Il giornalista Enríquez Díaz sottolinea anche una contraddizione tra la risposta del Vaticano e la richiesta di maggior sinodalità e partecipazione dei laici alla vita della Chiesa.
Risposte positive
Un’eccezione positiva è stato invece il commento di Christian Bauer, docente di Teologia pastorale all’Università di Münster.
Pur manifestando delusione per un rifiuto che lascia intatto «il clericalismo radicato» della Chiesa, Bauer chiede di «ascoltare Roma» e, «in incrollabile comunione con la Chiesa universale, scegliere una strada diversa e confidare nello spirito creativo di Dio».
In Italia, la posizione “più critica” è arrivata da Andrea Grillo, docente di Teologia dei sacramenti presso il Pontificio Ateneo S. Anselmo.
Il teologo ha ritenuto «saggia» la decisione del Dicastero, ma ha respinto le motivazioni utilizzate.

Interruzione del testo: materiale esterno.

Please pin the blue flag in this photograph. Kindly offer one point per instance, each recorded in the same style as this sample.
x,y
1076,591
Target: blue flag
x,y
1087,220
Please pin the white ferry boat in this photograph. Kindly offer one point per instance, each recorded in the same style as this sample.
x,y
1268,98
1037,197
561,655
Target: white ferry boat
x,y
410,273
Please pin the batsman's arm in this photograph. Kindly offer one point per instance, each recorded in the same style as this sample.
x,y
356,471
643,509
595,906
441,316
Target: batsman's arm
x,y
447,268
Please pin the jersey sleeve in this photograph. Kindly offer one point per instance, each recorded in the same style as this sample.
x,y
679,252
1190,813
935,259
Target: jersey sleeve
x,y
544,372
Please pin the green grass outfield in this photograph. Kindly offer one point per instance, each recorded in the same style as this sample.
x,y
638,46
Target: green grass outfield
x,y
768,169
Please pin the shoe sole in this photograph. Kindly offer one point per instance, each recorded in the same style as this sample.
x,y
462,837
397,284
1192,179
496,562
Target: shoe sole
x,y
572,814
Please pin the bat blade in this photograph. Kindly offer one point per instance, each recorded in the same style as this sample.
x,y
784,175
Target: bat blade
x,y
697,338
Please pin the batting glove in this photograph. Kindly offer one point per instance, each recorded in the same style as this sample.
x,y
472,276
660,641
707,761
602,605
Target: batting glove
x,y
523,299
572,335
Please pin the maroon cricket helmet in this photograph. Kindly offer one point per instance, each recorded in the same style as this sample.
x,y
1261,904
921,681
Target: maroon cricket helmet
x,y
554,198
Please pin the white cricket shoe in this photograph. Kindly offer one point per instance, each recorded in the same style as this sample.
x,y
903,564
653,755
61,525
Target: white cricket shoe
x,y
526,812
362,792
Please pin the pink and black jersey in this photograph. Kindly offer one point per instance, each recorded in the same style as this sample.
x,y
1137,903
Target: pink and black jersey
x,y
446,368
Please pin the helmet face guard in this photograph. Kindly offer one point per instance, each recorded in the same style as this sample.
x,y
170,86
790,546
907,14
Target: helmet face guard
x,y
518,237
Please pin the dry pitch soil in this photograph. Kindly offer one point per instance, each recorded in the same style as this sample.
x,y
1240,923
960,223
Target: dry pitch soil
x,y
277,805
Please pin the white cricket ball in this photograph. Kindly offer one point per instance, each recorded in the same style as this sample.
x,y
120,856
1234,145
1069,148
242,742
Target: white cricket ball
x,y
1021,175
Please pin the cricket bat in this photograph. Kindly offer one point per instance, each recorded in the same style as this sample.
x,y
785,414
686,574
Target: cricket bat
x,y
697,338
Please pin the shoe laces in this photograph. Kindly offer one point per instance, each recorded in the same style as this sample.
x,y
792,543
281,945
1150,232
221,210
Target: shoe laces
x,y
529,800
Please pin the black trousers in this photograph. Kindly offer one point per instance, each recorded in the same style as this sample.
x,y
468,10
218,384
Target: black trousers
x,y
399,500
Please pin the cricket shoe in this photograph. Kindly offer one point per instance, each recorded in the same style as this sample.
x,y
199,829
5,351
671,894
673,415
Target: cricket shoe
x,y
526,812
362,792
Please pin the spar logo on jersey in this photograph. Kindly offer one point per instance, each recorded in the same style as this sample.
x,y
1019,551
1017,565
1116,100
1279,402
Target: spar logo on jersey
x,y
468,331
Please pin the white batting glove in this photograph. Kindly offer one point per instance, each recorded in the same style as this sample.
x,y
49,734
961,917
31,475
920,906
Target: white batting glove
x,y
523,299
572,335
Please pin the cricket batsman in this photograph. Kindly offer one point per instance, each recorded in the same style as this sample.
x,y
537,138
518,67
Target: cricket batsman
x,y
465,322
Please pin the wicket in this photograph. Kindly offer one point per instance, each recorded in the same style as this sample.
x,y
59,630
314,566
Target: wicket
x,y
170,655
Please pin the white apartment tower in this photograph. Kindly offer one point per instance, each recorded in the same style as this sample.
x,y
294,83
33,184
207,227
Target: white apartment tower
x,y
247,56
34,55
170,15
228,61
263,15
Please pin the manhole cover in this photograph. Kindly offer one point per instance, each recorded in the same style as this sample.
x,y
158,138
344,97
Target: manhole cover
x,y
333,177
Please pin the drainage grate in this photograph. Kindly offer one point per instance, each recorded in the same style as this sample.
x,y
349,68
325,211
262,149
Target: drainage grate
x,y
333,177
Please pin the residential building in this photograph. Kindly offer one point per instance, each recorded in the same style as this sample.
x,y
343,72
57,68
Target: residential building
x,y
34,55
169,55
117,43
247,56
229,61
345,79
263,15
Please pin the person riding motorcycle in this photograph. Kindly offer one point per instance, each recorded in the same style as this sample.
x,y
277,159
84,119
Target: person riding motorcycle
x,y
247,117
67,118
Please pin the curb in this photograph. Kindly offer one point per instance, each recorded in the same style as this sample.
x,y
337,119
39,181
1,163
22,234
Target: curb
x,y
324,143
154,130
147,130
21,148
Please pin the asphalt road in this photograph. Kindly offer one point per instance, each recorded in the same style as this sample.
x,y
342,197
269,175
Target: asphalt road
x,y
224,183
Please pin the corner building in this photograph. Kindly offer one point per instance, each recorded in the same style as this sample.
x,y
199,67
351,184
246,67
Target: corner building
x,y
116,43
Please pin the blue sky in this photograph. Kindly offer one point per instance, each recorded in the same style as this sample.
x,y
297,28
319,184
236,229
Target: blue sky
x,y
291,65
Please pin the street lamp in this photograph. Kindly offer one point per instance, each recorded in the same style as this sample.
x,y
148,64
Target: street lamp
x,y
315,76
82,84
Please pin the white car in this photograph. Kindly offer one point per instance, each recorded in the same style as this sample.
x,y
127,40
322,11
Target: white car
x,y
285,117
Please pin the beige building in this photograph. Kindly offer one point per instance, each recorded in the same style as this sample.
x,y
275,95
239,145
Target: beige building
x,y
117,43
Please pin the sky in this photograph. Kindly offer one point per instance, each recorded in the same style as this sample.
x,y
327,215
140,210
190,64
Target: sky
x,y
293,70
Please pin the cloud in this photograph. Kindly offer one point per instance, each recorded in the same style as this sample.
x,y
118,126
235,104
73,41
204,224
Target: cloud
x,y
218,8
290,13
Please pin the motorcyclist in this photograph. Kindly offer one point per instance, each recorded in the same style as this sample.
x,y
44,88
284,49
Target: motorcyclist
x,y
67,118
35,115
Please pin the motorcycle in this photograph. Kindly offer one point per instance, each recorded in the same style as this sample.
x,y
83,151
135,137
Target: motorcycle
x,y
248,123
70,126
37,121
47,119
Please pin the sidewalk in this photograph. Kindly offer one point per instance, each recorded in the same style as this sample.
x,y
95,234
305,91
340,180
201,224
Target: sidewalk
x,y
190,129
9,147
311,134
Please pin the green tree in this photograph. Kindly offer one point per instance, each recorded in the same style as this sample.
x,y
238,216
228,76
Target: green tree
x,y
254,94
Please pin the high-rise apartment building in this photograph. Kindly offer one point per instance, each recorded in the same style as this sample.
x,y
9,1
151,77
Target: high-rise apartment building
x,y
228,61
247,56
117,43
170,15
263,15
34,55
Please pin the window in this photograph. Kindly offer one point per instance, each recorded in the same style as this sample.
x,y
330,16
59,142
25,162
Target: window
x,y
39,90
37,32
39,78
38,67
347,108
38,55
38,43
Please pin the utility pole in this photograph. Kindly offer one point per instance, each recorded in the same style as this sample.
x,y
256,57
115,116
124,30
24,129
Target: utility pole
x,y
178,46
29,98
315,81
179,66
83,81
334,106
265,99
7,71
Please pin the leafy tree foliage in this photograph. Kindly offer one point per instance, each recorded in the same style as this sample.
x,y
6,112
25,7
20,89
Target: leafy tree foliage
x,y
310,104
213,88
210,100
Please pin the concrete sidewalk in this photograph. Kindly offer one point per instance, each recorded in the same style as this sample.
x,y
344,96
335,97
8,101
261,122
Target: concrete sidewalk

Sostiene infatti che la predicazione dell’omelia ai sacerdoti sia legata al clericalismo, piuttosto a «un atto di presenzialismo».
Cioè è riservata solo a chi presiede la Liturgia, il ministro celebrante, l’unico che ha «la competenza fattuale per compiere» la sintesi tra «lo Spirito che parla nella parola proclamata e lo Spirito che parla nelle vite del corpo di Cristo ecclesiale».
Quindi l’omelia, ha concluso il teologo italiano, non va ridotta semplicemente «a commento della Parola o a testimonianza di vita». Cose che possono fare anche i laici. Grillo ha anche criticato anche il comunicato del Vaticano per aver usato, a suo dire, «argomenti non cogenti e per certi versi fuorvianti» pur difendendo qualcosa di giusto.

Germania, il Cammino sinodale si incrina: ora più fedeltà a Roma
(22/05/2026)
Recentemente ci sono state da parte della leadership della Conferenza episcopale tedesca delle dichiarazioni di voler procedere con maggiore “fedeltà a Roma”.
Ci auguriamo che, pur nel legittimo disaccordo, il pronunciamento romano non venga considerato una semplice una tappa intermedia da aggirare o superare.